Bruce Fretts
March 08, 2000 AT 05:00 AM EST

What’s happened to Carmela Soprano?

Don’t get me wrong: I love ”The Sopranos.” Like almost every other TV critic in America, I placed it at the very tip on my top 10 list last year, and it’s gotten better every week this season. But I do have one minor beef: There are too many freakin’ characters!

In the past, I’ve complained about cast overcrowding on such sitcoms as ”Spin City” and dramas as ”ER.” But now the syndrome’s afflicting the best show on television. And when there are so many new figures on the series that old favorites get edged aside for entire episodes at a time, drastic action must be taken.

For example, the Feb. 27 installment ended up with a heartbreaking scene of Mob henchman Pussy (Vincent Pastore), who’s betrayed don Tony Soprano (national treasure James Gandolfini) to the feds, weeping in the bathroom during godson Tony Jr.’s confirmation. The moment brought new poignancy to this continuing plotline. But then the next week: No Pussy!

Fellow made men Paulie Walnuts (Tony Sirico) and Silvio (Steven Van Zandt) have also seemed to receive less screen time at the expense of new tough guys like Richie Aprile (the deeply intimidating David Proval) and that longhaired Italian dude (the fact that I don’t know his name should be a clue that this character is severely underdeveloped). And since he’s been under house arrest, Uncle Junior (Dominic Chianese) — one of the show’s strongest presences last season — has remained largely peripheral.

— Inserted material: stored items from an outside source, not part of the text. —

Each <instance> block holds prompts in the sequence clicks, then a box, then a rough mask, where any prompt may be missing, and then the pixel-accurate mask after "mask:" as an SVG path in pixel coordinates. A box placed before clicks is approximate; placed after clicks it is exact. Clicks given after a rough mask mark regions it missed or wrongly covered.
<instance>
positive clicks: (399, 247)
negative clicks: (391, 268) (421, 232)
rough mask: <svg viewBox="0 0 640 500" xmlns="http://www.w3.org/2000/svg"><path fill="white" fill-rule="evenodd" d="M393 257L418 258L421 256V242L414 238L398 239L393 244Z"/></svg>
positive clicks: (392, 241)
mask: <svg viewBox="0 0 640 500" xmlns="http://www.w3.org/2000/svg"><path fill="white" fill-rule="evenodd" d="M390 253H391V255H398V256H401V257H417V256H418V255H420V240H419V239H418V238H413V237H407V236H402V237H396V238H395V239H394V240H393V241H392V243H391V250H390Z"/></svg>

The female cast members have suffered the most from neglect. I can understand why the great Nancy Marchand (Livia Soprano) can’t appear in every episode; the actress is reportedly battling cancer. But Lorraine Bracco’s Dr. Jennifer Melfi, whose therapy sessions with Tony defined the series last season, has barely registered this year. Edie Falco — who won a well-deserved 1999 Emmy as Tony’s wife, Carmela — had little to do until the Mar. 5 episode, when she brilliantly bullied a neighbor’s sister to pen a college recommendation for daughter Meadow (Jamie Lynn Sigler). Even Tony’s sister, Janice (Aida Turturro), whose arrival dominated this year’s first few episodes, has been reduced to a walk-on role in recent weeks.

There’s a built-in solution to this situation, of course: Start killing characters. (This is ”The Sopranos,” after all.) The writers took a step in the right direction by having Tony’s nephew, Christopher Moltisanti (the indispensable Michael Imperioli), gun down one of the wannabe gangsters who tried to rub him out. Now they need to whack a few more wise guys. With some cast members allegedly planning to hold out for bigger salaries next season, HBO might not object to such a bloodbath.